General Petraeus arrived in Islamabad announcing agreements with Central Asian nations that are considered critical to supporting an expected increase in U.S. troops in Afghanistan.
Transportation routes through Pakistan carry the vast majority of supplies for U.S. and NATO forces in Afghanistan, but those roads have increasingly come under attack. General Petraeus said countries north of Afghanistan have agreed to open new supply paths.
"It is very important as we increase the effort in Afghanistan that we have multiple routes that go into the country. There have been agreements reached and there are transit lines now and transit agreements that include several countries in the Central Asian states and also Russia," he said.

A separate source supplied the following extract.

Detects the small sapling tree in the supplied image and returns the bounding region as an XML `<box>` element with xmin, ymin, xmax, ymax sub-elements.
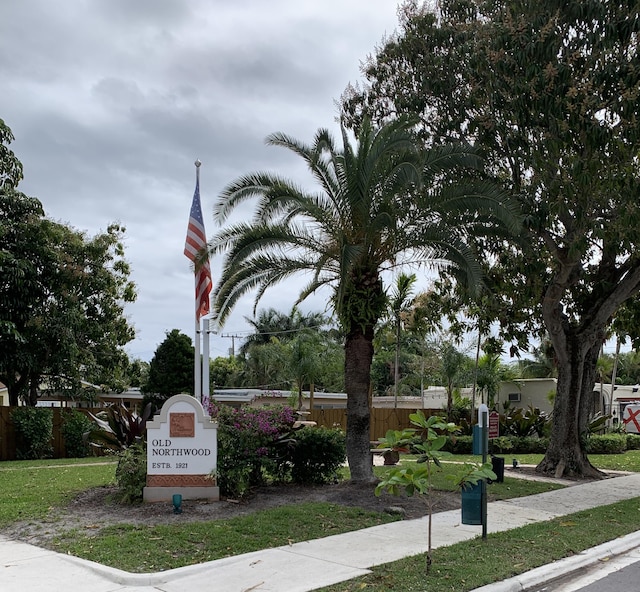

Attacks on convoys carrying supplies for foreign forces are just one indication of the widening instability in Pakistan. Pakistani troops regularly fight pitched battles with dozens or even hundreds of militants in the tribal areas. On Tuesday, the Pakistani military said troops and aircraft killed at least 20 Taliban insurgents near the Afghan border.
General Petraeus said he discussed security issues with Pakistani civilian and military leaders and pledged to support efforts to stabilize the country. But the top commander of U.S. forces in the Middle East and Central Asia was also expected to receive criticism over covert U.S. airstrikes against militant targets along the Afghan border.

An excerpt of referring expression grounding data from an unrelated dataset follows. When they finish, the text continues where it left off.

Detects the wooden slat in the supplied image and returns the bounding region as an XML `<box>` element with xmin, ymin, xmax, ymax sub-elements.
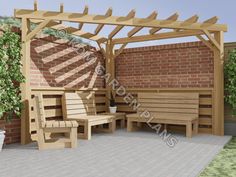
<box><xmin>30</xmin><ymin>122</ymin><xmax>37</xmax><ymax>131</ymax></box>
<box><xmin>138</xmin><ymin>107</ymin><xmax>198</xmax><ymax>114</ymax></box>
<box><xmin>96</xmin><ymin>105</ymin><xmax>107</xmax><ymax>112</ymax></box>
<box><xmin>117</xmin><ymin>106</ymin><xmax>135</xmax><ymax>112</ymax></box>
<box><xmin>199</xmin><ymin>118</ymin><xmax>212</xmax><ymax>125</ymax></box>
<box><xmin>138</xmin><ymin>93</ymin><xmax>199</xmax><ymax>100</ymax></box>
<box><xmin>199</xmin><ymin>98</ymin><xmax>212</xmax><ymax>105</ymax></box>
<box><xmin>199</xmin><ymin>127</ymin><xmax>212</xmax><ymax>134</ymax></box>
<box><xmin>199</xmin><ymin>108</ymin><xmax>212</xmax><ymax>115</ymax></box>
<box><xmin>65</xmin><ymin>99</ymin><xmax>93</xmax><ymax>105</ymax></box>
<box><xmin>66</xmin><ymin>92</ymin><xmax>93</xmax><ymax>99</ymax></box>
<box><xmin>140</xmin><ymin>103</ymin><xmax>198</xmax><ymax>109</ymax></box>
<box><xmin>45</xmin><ymin>109</ymin><xmax>62</xmax><ymax>117</ymax></box>
<box><xmin>43</xmin><ymin>98</ymin><xmax>61</xmax><ymax>106</ymax></box>
<box><xmin>66</xmin><ymin>104</ymin><xmax>94</xmax><ymax>110</ymax></box>
<box><xmin>95</xmin><ymin>97</ymin><xmax>106</xmax><ymax>103</ymax></box>
<box><xmin>59</xmin><ymin>121</ymin><xmax>66</xmax><ymax>127</ymax></box>
<box><xmin>116</xmin><ymin>96</ymin><xmax>211</xmax><ymax>105</ymax></box>
<box><xmin>138</xmin><ymin>98</ymin><xmax>198</xmax><ymax>104</ymax></box>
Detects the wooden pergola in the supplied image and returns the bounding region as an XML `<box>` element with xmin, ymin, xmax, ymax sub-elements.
<box><xmin>15</xmin><ymin>1</ymin><xmax>227</xmax><ymax>144</ymax></box>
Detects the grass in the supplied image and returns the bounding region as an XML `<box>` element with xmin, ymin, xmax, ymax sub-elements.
<box><xmin>200</xmin><ymin>137</ymin><xmax>236</xmax><ymax>177</ymax></box>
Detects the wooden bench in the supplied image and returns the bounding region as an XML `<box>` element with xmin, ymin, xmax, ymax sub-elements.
<box><xmin>34</xmin><ymin>94</ymin><xmax>78</xmax><ymax>150</ymax></box>
<box><xmin>126</xmin><ymin>93</ymin><xmax>199</xmax><ymax>138</ymax></box>
<box><xmin>62</xmin><ymin>92</ymin><xmax>115</xmax><ymax>140</ymax></box>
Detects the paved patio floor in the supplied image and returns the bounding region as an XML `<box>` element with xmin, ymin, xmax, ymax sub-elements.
<box><xmin>0</xmin><ymin>130</ymin><xmax>231</xmax><ymax>177</ymax></box>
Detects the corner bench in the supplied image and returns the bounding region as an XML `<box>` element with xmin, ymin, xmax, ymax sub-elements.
<box><xmin>126</xmin><ymin>93</ymin><xmax>199</xmax><ymax>138</ymax></box>
<box><xmin>62</xmin><ymin>92</ymin><xmax>115</xmax><ymax>140</ymax></box>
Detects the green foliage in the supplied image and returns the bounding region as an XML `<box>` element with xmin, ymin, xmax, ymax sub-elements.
<box><xmin>225</xmin><ymin>49</ymin><xmax>236</xmax><ymax>115</ymax></box>
<box><xmin>43</xmin><ymin>28</ymin><xmax>88</xmax><ymax>45</ymax></box>
<box><xmin>0</xmin><ymin>17</ymin><xmax>21</xmax><ymax>28</ymax></box>
<box><xmin>0</xmin><ymin>17</ymin><xmax>88</xmax><ymax>45</ymax></box>
<box><xmin>0</xmin><ymin>29</ymin><xmax>25</xmax><ymax>121</ymax></box>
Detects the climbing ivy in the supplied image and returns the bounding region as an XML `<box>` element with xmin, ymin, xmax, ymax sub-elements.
<box><xmin>0</xmin><ymin>29</ymin><xmax>25</xmax><ymax>121</ymax></box>
<box><xmin>224</xmin><ymin>49</ymin><xmax>236</xmax><ymax>115</ymax></box>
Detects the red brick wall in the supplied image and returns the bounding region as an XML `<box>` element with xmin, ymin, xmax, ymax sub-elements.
<box><xmin>116</xmin><ymin>42</ymin><xmax>214</xmax><ymax>88</ymax></box>
<box><xmin>0</xmin><ymin>118</ymin><xmax>21</xmax><ymax>144</ymax></box>
<box><xmin>30</xmin><ymin>35</ymin><xmax>105</xmax><ymax>88</ymax></box>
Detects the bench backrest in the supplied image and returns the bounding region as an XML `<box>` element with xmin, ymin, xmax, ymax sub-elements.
<box><xmin>62</xmin><ymin>92</ymin><xmax>96</xmax><ymax>119</ymax></box>
<box><xmin>34</xmin><ymin>93</ymin><xmax>46</xmax><ymax>129</ymax></box>
<box><xmin>138</xmin><ymin>93</ymin><xmax>199</xmax><ymax>117</ymax></box>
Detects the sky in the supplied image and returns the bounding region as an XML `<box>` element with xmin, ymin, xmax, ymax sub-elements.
<box><xmin>0</xmin><ymin>0</ymin><xmax>235</xmax><ymax>48</ymax></box>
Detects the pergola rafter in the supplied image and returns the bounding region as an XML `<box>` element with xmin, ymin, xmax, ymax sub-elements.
<box><xmin>78</xmin><ymin>6</ymin><xmax>89</xmax><ymax>30</ymax></box>
<box><xmin>149</xmin><ymin>12</ymin><xmax>179</xmax><ymax>34</ymax></box>
<box><xmin>15</xmin><ymin>1</ymin><xmax>227</xmax><ymax>144</ymax></box>
<box><xmin>94</xmin><ymin>8</ymin><xmax>113</xmax><ymax>35</ymax></box>
<box><xmin>108</xmin><ymin>9</ymin><xmax>136</xmax><ymax>39</ymax></box>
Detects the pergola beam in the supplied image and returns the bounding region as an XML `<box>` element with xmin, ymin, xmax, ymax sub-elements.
<box><xmin>113</xmin><ymin>30</ymin><xmax>207</xmax><ymax>44</ymax></box>
<box><xmin>14</xmin><ymin>9</ymin><xmax>227</xmax><ymax>32</ymax></box>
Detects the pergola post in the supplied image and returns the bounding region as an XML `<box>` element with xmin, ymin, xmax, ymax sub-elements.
<box><xmin>105</xmin><ymin>40</ymin><xmax>115</xmax><ymax>110</ymax></box>
<box><xmin>213</xmin><ymin>31</ymin><xmax>224</xmax><ymax>135</ymax></box>
<box><xmin>21</xmin><ymin>18</ymin><xmax>31</xmax><ymax>144</ymax></box>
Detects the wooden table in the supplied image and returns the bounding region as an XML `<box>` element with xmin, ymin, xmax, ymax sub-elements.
<box><xmin>100</xmin><ymin>112</ymin><xmax>126</xmax><ymax>129</ymax></box>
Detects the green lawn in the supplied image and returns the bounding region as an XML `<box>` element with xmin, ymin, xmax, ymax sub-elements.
<box><xmin>200</xmin><ymin>137</ymin><xmax>236</xmax><ymax>177</ymax></box>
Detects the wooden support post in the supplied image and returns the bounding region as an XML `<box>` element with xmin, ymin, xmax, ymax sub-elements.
<box><xmin>105</xmin><ymin>40</ymin><xmax>115</xmax><ymax>111</ymax></box>
<box><xmin>213</xmin><ymin>31</ymin><xmax>224</xmax><ymax>136</ymax></box>
<box><xmin>21</xmin><ymin>18</ymin><xmax>31</xmax><ymax>144</ymax></box>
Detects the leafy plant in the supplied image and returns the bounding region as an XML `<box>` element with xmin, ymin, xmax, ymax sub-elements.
<box><xmin>0</xmin><ymin>17</ymin><xmax>88</xmax><ymax>45</ymax></box>
<box><xmin>224</xmin><ymin>49</ymin><xmax>236</xmax><ymax>115</ymax></box>
<box><xmin>109</xmin><ymin>93</ymin><xmax>116</xmax><ymax>107</ymax></box>
<box><xmin>0</xmin><ymin>29</ymin><xmax>25</xmax><ymax>121</ymax></box>
<box><xmin>0</xmin><ymin>17</ymin><xmax>21</xmax><ymax>28</ymax></box>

Pakistani officials have roundly criticized the drone missile strikes, saying they boost local resentment against the U.S. and Pakistani governments. The incoming Obama administration has not clearly said whether it plans to change that policy.
Similar criticism is expected to await General Petraeus when he heads to Kabul later Tuesday.
Afghan President Hamid Karzai told lawmakers that while the country still welcomed the presence of foreign troops, the issue of civilian deaths has become intolerable.
"We never complained about the thousands of deaths of our police or hundreds of soldiers or even the killing of lawmakers and top security officials. But we are not accepting the civilian causalities still happening in the war against terrorism in our land," he said.
The president said the government has sent draft agreements to U.S. and NATO officials proposing the Afghan government exercise more control over foreign troop deployments.
Analysts have been increasingly pessimistic about the prospects for stabilizing Afghanistan in the face of a resurgent Taliban and a weak central Afghan government seen as riddled with corruption.
But General Petraeus expressed optimism in remarks to reporters in Islamabad, saying the inauguration of the new administration in the United States will bring progress to the effort to counter extremists that threaten Pakistan, Afghanistan and the rest of the world.